Was für ein Unterschied zu Bagdad: 40 Flugminuten entfernt von der irakischen Metropole eröffnet sich im Norden des zerrissenen Staates eine andere Welt. Die Kurden haben den Turbo angeworfen. Erbil boomt. Kräne ragen in den Himmel, in der Hauptstadt der autonomen Region Kurdistan werden smarte postmoderne Hotels und glitzernde Shoppingcenter hochgezogen, keine Sicherheitswälle aus Stahlbeton. Über die properen Hauptstraßen flitzen asiatische Mittelklasseautos und SUVs, keine gepanzerten Fahrzeuge. Checkpoints und Soldaten sind hier nicht zu sehen.

Kurdistan, das Vorzeigeland, das Gegenmodell zum chaotischen Bagdad. Nach diesem Takt schlägt auch der Premierminister der Region, Barham Salih, die Werbetrommel, und zwar ziemlich ungeniert: „Nützen Sie Kurdistan als Tor zum Irak, bauen Sie Ihre Geschäftsbasis bei uns auf - ohne Sicherheitsprobleme", empfahl der 51-Jährige seinen Gästen aus Österreich, Außenminister Michael Spindelegger und der Wirtschaftsdelegation in dessen Schlepptau. Zwölf Prozent Wachstum erwarte die Region 2012, sagte Salih. Die Auslandsinvestitionen hätten sich zuletzt auf 16 Mrd. Dollar summiert. Mit 5500 Dollar beziffern die Kurden ihr Pro-Kopf-Einkommen, im ganzen Irak sind es kaufkraftbereinigt lediglich 4000.

Nabucco könnte Kurden-Gas gut brauchen

Öl und Gas treiben den kurdischen Motor an. Die Regierung in Erbil schätzt die Ölreserven auf 45 Mrd. Barrel. Seit vier Jahren ist die OMV aktiv, exploriert fünf Felder im Nordirak, drei davon als Betriebsführer. Der Konzern ist deshalb Persona non grata in Bagdad. Denn die Zentralregierung setzt jede Firma, die in den Kurdengebieten Öl oder Gas fördert, auf die schwarze Liste. Sie betrachtet die dortigen Verträge als unrechtmäßig, weil es noch immer kein Gesetz über die Verteilung der Ressourcen gibt. Deshalb tummelten sich zuletzt eher kleinere Energieunternehmen auf dem kurdischen Markt.

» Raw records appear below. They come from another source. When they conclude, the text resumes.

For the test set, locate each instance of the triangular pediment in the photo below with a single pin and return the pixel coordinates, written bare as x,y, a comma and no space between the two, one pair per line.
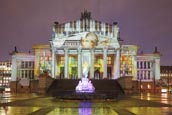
85,32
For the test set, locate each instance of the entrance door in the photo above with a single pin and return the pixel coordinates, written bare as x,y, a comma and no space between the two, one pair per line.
61,72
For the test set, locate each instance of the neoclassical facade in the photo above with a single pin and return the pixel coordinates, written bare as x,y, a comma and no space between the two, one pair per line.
97,46
85,43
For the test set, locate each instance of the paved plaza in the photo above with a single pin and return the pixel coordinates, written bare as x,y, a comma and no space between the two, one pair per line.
33,104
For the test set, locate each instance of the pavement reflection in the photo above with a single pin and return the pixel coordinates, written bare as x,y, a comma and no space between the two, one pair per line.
33,104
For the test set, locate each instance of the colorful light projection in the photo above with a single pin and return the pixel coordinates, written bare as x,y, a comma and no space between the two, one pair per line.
85,85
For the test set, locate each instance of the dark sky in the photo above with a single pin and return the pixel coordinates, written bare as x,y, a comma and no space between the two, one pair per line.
147,23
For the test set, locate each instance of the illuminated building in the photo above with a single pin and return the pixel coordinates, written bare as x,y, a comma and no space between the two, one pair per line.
166,77
93,44
22,66
87,42
5,73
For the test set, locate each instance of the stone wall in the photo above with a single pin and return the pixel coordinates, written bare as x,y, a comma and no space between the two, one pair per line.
126,84
35,86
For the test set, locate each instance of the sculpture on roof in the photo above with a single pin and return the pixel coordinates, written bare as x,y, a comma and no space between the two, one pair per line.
85,15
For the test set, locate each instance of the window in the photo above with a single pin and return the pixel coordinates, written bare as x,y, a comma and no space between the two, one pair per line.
109,60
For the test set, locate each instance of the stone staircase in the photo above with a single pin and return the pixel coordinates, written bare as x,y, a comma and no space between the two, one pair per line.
104,89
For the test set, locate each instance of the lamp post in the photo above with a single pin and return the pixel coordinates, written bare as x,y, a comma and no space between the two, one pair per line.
140,85
120,48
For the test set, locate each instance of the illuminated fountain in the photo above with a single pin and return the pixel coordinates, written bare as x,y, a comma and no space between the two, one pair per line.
85,85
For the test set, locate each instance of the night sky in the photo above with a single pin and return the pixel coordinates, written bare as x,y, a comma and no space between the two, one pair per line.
147,23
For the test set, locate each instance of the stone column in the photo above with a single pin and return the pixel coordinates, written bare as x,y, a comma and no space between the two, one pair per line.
117,68
66,63
79,63
92,64
105,62
53,61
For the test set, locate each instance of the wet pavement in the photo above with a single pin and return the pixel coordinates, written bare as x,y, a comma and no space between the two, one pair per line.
33,104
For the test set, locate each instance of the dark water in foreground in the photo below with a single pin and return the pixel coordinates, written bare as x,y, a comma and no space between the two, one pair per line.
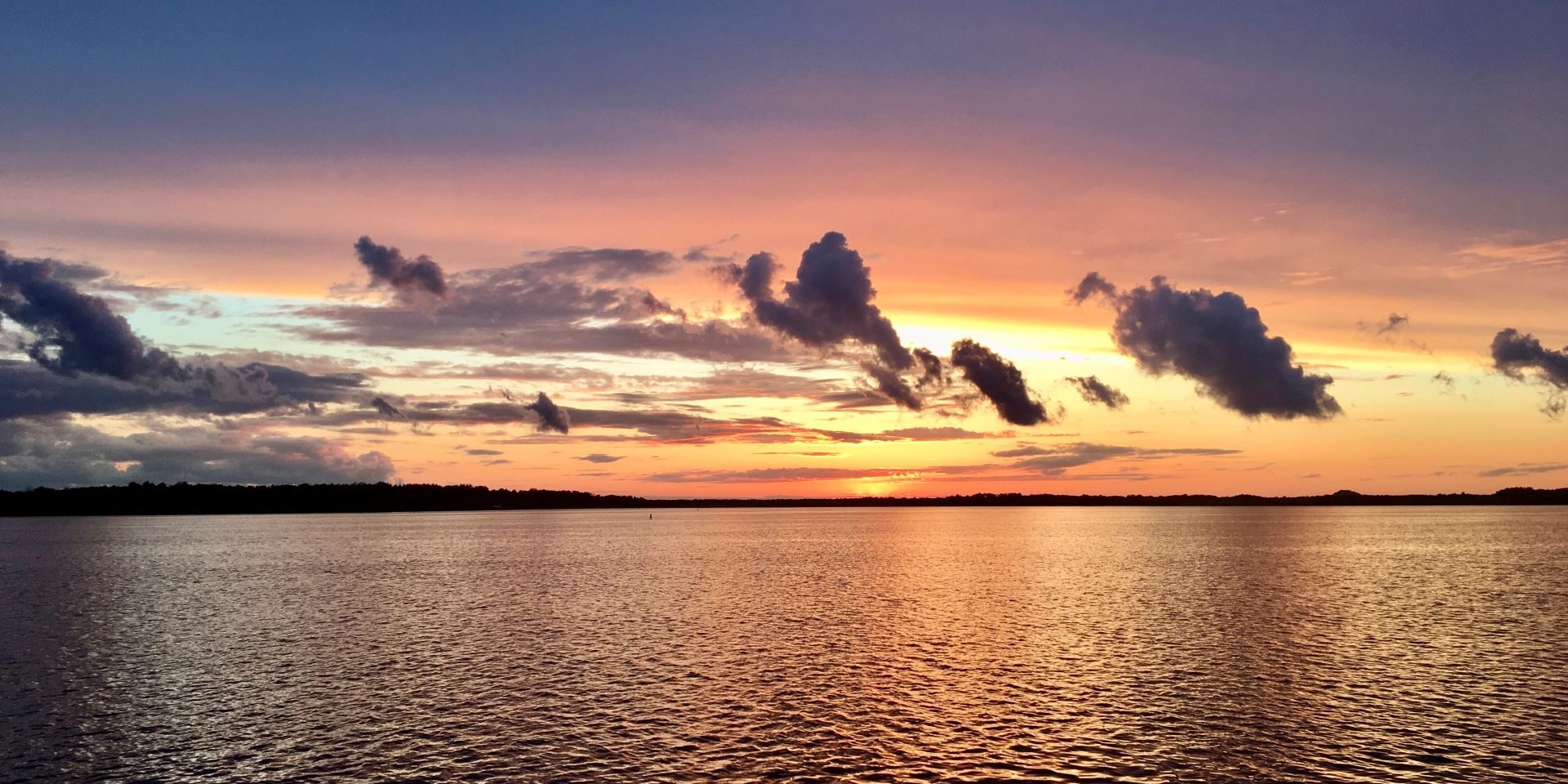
741,645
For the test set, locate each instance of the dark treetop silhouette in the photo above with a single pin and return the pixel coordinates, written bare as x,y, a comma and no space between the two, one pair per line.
237,499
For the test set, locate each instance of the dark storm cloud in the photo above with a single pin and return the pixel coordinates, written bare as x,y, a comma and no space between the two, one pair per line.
1385,327
1218,342
1521,356
76,333
828,303
932,371
645,424
30,391
560,301
414,281
60,453
1515,353
388,410
1097,391
1000,381
552,417
1092,286
893,386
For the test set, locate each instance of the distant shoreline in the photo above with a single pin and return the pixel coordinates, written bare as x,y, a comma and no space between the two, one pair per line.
146,499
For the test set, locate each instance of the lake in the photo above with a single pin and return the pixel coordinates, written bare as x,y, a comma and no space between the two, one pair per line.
800,645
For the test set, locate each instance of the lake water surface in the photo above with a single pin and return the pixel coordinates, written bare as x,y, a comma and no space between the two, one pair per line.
835,645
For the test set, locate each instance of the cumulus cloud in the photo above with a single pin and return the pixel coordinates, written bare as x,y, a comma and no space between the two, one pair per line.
1097,391
1521,356
1000,381
1218,342
417,281
552,417
828,305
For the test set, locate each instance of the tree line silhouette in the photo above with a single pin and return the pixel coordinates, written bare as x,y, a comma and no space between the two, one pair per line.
381,497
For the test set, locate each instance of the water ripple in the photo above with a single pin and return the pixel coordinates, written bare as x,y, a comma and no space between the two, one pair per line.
791,645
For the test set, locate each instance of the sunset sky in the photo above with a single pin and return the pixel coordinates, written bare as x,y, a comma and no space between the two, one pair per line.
185,295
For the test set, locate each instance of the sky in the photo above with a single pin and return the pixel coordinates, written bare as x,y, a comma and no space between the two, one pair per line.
806,250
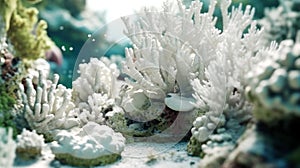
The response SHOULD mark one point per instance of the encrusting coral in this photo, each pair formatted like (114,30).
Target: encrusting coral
(29,144)
(93,145)
(47,106)
(7,148)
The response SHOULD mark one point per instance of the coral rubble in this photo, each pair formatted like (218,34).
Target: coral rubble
(93,145)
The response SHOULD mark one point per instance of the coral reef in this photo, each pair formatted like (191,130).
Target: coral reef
(282,22)
(274,85)
(93,145)
(225,74)
(95,93)
(29,144)
(47,106)
(7,148)
(95,77)
(28,37)
(273,88)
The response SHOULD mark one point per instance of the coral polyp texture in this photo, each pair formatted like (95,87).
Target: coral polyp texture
(170,64)
(27,35)
(29,144)
(282,22)
(7,148)
(48,106)
(93,145)
(95,92)
(275,84)
(95,77)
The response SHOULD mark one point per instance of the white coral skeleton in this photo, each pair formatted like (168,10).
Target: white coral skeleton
(48,107)
(7,148)
(187,56)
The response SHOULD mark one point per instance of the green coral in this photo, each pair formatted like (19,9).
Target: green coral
(6,105)
(194,147)
(28,36)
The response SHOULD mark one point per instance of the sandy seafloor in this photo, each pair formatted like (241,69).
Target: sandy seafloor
(135,155)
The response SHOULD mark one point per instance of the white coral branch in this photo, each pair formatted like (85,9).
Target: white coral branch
(48,106)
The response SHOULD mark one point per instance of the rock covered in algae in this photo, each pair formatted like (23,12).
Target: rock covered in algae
(27,35)
(93,145)
(7,148)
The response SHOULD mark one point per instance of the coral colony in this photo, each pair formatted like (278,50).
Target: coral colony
(232,93)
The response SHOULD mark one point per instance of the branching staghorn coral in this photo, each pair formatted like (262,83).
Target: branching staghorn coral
(7,148)
(274,85)
(95,77)
(194,60)
(95,93)
(281,23)
(93,145)
(237,53)
(47,106)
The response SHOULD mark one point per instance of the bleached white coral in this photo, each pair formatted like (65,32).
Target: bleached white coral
(47,106)
(29,144)
(95,144)
(95,92)
(7,148)
(187,56)
(95,108)
(97,76)
(274,85)
(236,55)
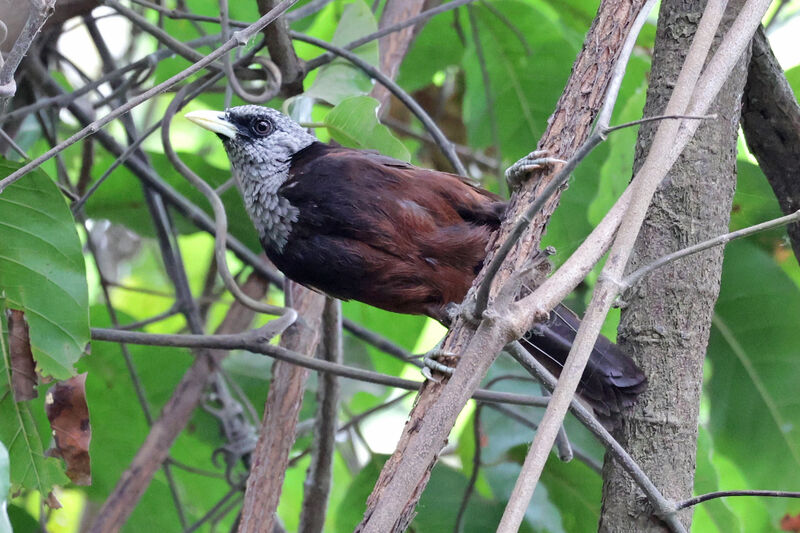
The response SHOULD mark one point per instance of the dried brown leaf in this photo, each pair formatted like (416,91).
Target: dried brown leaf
(68,414)
(23,368)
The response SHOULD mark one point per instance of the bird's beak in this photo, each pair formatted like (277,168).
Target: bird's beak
(214,121)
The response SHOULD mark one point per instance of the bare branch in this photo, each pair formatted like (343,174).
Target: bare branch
(692,94)
(278,428)
(40,11)
(239,38)
(317,486)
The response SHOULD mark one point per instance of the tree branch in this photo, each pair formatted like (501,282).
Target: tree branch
(391,504)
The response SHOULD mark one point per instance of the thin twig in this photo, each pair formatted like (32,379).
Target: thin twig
(254,341)
(319,476)
(40,11)
(239,38)
(445,145)
(482,295)
(693,94)
(726,493)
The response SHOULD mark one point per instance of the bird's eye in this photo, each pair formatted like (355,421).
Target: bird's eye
(262,127)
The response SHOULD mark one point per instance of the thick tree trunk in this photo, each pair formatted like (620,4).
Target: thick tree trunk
(667,320)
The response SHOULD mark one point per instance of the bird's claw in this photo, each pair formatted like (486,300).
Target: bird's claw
(430,362)
(518,173)
(463,311)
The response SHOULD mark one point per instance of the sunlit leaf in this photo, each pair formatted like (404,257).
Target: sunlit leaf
(753,387)
(42,271)
(5,488)
(354,122)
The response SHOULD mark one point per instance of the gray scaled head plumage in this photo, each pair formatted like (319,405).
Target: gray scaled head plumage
(260,143)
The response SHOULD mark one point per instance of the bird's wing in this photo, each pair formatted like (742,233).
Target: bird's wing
(413,238)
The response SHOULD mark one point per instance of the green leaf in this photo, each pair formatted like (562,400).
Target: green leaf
(754,201)
(340,79)
(525,86)
(714,515)
(354,123)
(793,77)
(435,48)
(753,385)
(574,489)
(30,469)
(5,488)
(121,201)
(42,271)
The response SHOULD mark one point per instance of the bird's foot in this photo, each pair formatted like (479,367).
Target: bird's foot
(518,173)
(465,311)
(430,362)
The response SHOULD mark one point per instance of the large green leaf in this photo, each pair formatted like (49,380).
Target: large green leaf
(575,490)
(715,472)
(340,79)
(755,408)
(714,515)
(42,271)
(24,437)
(121,200)
(5,489)
(525,86)
(354,122)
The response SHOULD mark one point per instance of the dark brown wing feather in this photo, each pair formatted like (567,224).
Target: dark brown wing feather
(381,231)
(410,240)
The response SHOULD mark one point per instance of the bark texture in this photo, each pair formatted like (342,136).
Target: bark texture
(174,416)
(667,320)
(279,426)
(406,474)
(771,124)
(393,47)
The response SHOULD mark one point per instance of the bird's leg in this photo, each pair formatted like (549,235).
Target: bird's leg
(465,310)
(430,363)
(518,173)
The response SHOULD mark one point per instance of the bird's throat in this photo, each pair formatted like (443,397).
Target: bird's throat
(272,214)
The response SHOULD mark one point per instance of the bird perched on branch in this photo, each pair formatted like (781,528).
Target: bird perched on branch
(358,225)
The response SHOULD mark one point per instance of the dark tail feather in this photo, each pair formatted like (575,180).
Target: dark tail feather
(611,381)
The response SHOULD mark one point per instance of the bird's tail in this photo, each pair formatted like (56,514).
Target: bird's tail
(611,380)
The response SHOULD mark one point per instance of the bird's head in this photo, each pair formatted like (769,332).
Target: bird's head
(259,141)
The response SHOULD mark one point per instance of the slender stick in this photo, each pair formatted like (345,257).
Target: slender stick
(693,93)
(598,135)
(40,11)
(239,38)
(726,493)
(636,275)
(256,341)
(444,143)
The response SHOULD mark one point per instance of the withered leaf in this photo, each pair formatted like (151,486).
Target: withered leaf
(69,419)
(23,368)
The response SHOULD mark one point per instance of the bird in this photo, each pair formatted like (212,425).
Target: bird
(358,225)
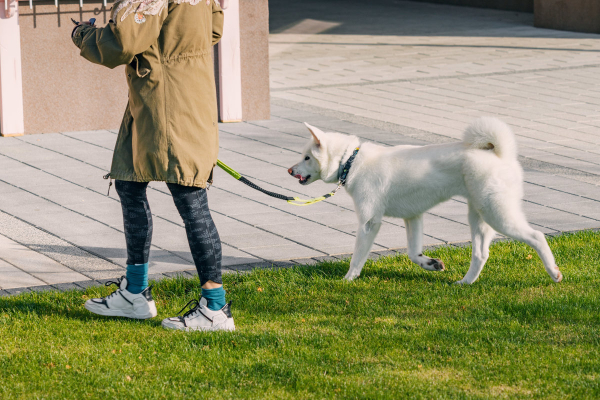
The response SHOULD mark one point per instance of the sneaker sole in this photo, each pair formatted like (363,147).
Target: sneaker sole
(119,313)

Das änderte sich am 18. Oktober auf spektakuläre Weise: Der US-Gigant Exxon-Mobil schloss einen Deal in Erbil ab. Iraks Ölminister Hussain al-Sharistani, ein Schiit mit guten Kontakten zum Iran, ging deshalb die Wände hoch. Exxon müsse sich entscheiden, ob es illegalerweise in Kurdistan oder weiterhin im Süden tätig sein wolle.
Die OMV zieht es vor allem auch wegen des Pipeline-Projekts Nabucco in den Nordirak. Speisten die Kurden ihr Gas ein, wäre das Versorgungsproblem um einiges geringer. Noch immer ist ja nicht geklärt, woher das Gas kommen soll, das Nabucco nach Europa pumpen soll, um unabhängiger von Russland zu werden. Spindelegger brach darum im Irak eine Lanze für die Pipeline. Kurden-Premier Salih riet seinen Gästen, Nabucco mit den Kurden voranzutreiben und nicht auf die „Bagdader Bürokraten" zu warten. Sobald der Deal laufe, werde auch Bagdad aufspringen. Unerlässlich für den Erfolg sei jedenfalls der gute Wille der Türkei, des wichtigsten Transitlands für das Nabucco-Gas, das aus Zentralasien, Aserbaidschan, dem Iran oder eben Nordirak kommen könnte. „Sie haben Jahre in Bagdad verloren", sagte der Kurden-Premier.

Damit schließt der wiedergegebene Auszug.